Fifth Generation Commercial Communications Satellite
|Diameter:||2.38 m (7 ft 9 in.)|
|Overall Height:||5.31 m (17 ft 5 in.)|
|Weight in Orbit:
||595 kg (1313 lb)
beginning of life
The Intelsat IV series of communications satellites, launched from Cape Canaveral during the early 1970's, marked the fifth generation of geostationary communications satellites developed by Hughes Aircraft Company, today known as Boeing Satellite Systems, since the 1963 launching of Syncom II, the world's first synchronous satellite. Syncom II, 15 inches high and 28 inches in diameter, weighed 78 pounds in orbit. In contrast, the Intelsat IVs weighed over 1300 pounds (595 kg) in orbit and were more than 17 feet (5.31 meters) in diameter. Launch vehicles for the satellites were the Atlas-Centaur rockets. Eight flight spacecraft and one prototype were built for the International Telecommunications Satellite Organization (INTELSAT). Communications Satellite Corporation (COMSAT) managed the Intelsat IV program for the then 109-nation organization. Seven of the huge satellites were successfully launched between January 1971 and May 1975.
Companies from 10 nations representing Europe, Japan, and Canada participated with Hughes in building the satellites.
Each Intelsat IV satellite could relay 6000 two-way telephone calls or transmit 12 simultaneous color television programs or varied combinations of communications traffic, including data and facsimile.
The communications subsystem consisted of global receive and both global and spot beam transmit antennas connected to a microwave 12-channel repeater that provided high power amplification for each channel. Six antennas--two global receive, two global transmit, and two spot beam transmit--were provided.
The spot beam feed horns illuminated the parabolic reflectors, which focused and redirected the energy toward earth. Each spot beam antenna was individually steerable, and its beam center could be pointed anywhere over the visible portion of the earth in incremental steps of less than 0.01 degrees.

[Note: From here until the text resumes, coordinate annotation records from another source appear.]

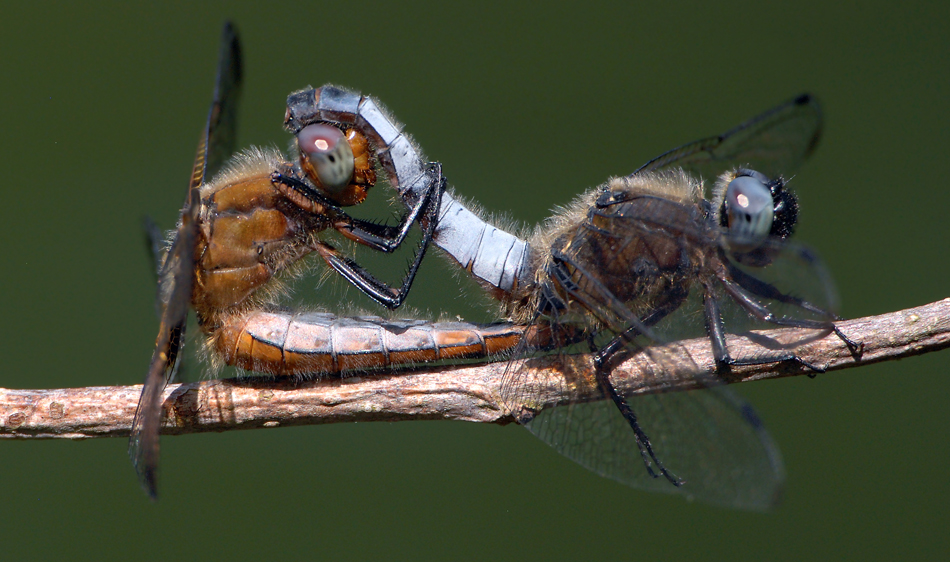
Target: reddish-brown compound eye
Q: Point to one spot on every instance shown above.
(326, 156)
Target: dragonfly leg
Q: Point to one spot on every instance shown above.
(388, 238)
(766, 290)
(717, 336)
(603, 366)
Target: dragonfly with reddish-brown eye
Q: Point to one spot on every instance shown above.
(251, 218)
(646, 259)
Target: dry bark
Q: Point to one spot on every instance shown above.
(469, 393)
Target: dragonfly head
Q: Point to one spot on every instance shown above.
(756, 213)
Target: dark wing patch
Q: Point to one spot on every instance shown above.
(176, 275)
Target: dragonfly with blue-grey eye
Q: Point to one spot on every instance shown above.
(645, 259)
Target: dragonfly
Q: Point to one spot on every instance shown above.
(647, 259)
(251, 220)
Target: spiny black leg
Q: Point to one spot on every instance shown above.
(307, 191)
(365, 281)
(379, 237)
(388, 238)
(766, 290)
(717, 336)
(603, 364)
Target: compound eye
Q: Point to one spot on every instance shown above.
(326, 156)
(748, 206)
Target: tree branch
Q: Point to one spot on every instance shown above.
(469, 393)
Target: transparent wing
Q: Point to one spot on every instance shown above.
(774, 143)
(175, 277)
(709, 438)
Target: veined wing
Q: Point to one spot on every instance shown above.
(176, 276)
(774, 143)
(709, 438)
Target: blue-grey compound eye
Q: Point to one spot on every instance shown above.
(326, 156)
(749, 211)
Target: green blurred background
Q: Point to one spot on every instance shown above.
(526, 106)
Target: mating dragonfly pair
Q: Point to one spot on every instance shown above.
(627, 265)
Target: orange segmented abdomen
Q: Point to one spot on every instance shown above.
(285, 343)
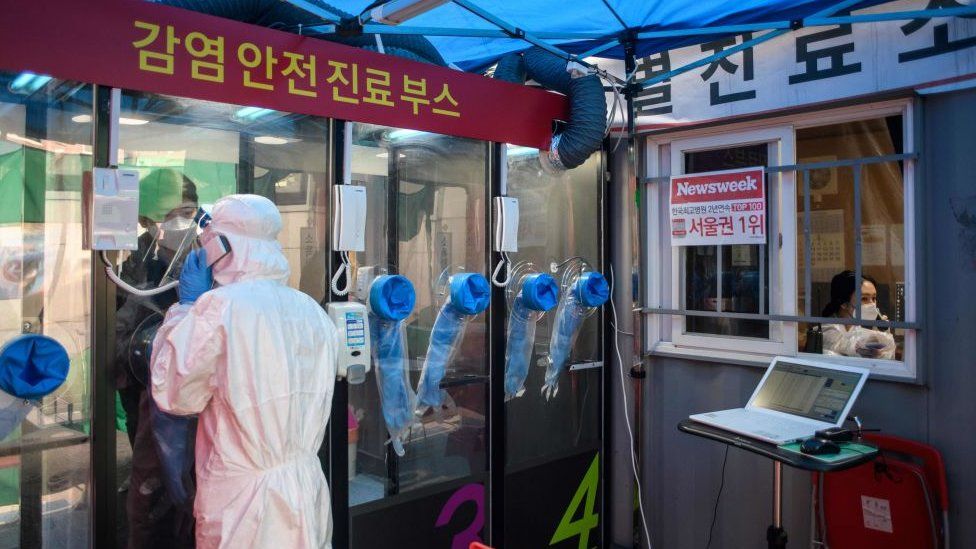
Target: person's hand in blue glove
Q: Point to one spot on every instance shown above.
(196, 278)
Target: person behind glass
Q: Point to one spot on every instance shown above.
(847, 340)
(167, 203)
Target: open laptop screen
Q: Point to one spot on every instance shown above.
(808, 391)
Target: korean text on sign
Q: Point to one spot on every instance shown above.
(718, 208)
(161, 50)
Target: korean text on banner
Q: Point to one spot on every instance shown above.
(719, 208)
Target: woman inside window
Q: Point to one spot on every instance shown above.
(847, 340)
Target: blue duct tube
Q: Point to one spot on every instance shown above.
(589, 291)
(32, 366)
(470, 295)
(587, 103)
(391, 300)
(539, 293)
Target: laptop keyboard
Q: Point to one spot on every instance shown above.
(763, 425)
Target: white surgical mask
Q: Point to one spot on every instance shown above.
(869, 311)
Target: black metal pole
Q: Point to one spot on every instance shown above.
(496, 364)
(104, 493)
(337, 439)
(32, 306)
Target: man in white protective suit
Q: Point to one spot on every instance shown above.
(257, 361)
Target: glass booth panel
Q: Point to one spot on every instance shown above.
(560, 220)
(190, 153)
(45, 288)
(427, 201)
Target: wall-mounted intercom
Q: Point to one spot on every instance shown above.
(505, 214)
(349, 218)
(354, 352)
(111, 209)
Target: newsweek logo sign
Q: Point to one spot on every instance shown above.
(719, 208)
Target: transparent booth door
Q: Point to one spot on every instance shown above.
(45, 298)
(190, 153)
(554, 423)
(560, 227)
(427, 197)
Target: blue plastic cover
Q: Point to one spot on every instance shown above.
(391, 297)
(539, 292)
(592, 289)
(470, 293)
(32, 366)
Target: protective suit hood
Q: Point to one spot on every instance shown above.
(251, 223)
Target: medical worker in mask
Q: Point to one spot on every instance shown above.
(847, 340)
(257, 361)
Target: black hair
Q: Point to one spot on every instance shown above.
(842, 287)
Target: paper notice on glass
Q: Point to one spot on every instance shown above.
(874, 245)
(827, 245)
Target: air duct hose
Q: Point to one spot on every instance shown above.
(587, 103)
(278, 14)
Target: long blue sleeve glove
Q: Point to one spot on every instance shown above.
(539, 293)
(391, 299)
(588, 292)
(196, 278)
(470, 295)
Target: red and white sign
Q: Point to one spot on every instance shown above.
(719, 208)
(143, 46)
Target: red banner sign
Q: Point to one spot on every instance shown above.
(718, 208)
(147, 47)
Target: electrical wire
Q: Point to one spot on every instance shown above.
(110, 272)
(630, 432)
(507, 262)
(718, 497)
(344, 267)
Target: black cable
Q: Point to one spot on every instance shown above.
(718, 497)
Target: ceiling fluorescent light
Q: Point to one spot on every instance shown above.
(403, 134)
(251, 113)
(28, 82)
(398, 11)
(270, 140)
(513, 152)
(132, 121)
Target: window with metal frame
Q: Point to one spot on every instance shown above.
(837, 276)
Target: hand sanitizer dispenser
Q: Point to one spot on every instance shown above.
(354, 345)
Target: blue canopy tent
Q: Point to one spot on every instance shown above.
(474, 34)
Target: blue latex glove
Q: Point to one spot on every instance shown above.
(196, 278)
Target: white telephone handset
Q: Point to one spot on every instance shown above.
(349, 221)
(505, 216)
(348, 229)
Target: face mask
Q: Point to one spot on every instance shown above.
(870, 311)
(176, 232)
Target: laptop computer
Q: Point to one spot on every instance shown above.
(795, 398)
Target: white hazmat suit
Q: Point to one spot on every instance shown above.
(257, 361)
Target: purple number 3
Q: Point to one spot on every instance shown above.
(469, 492)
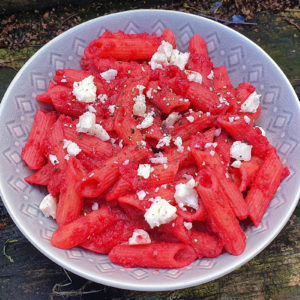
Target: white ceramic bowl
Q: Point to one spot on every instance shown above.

The satellite had 12 broadband communications channels. Each channel had a bandwidth of 40 MHz and provided about 500 communications circuits. Four of the repeaters were dedicated to earth coverage antennas, and eight could be switched to either earth coverage or spot beam transmit antennas. All seven spacecraft exceeded their design lives and have been retired from active service, the last of which, Intelsat IV F-1 was retired in October 1987.
Intelsat IV Launch Summary
- Intelsat IV (F-2)--Launched 25 January 1971. Entered commercial service over Atlantic Ocean 26 March 1971.
- Intelsat IV (F-3)--Launched 19 December 1971. Entered commercial service over Atlantic Ocean 18 February 1972.
- Intelsat IV (F-4)--Launched 22 January 1972. Entered commercial service over Pacific Ocean 14 February 1972.
- Intelsat IV (F-5)--Launched 13 June 1972. Entered commercial service over Indian Ocean 30 July 1972.
- Intelsat IV (F-7)--Launched 23 August 1973. Entered commercial service over Atlantic Ocean 14 September 1973.
- Intelsat IV (F-8)--Launched 21 November 1974. Entered commercial service over Pacific Ocean 14 December 1974.
- Intelsat IV (F-6)--Launched 20 February 1975. Mission terminated by range safety officer after booster malfunction.
- Intelsat IV (F-1)--Launched 22 May 1975. Entered commercial service over Indian Ocean 13 July 1975.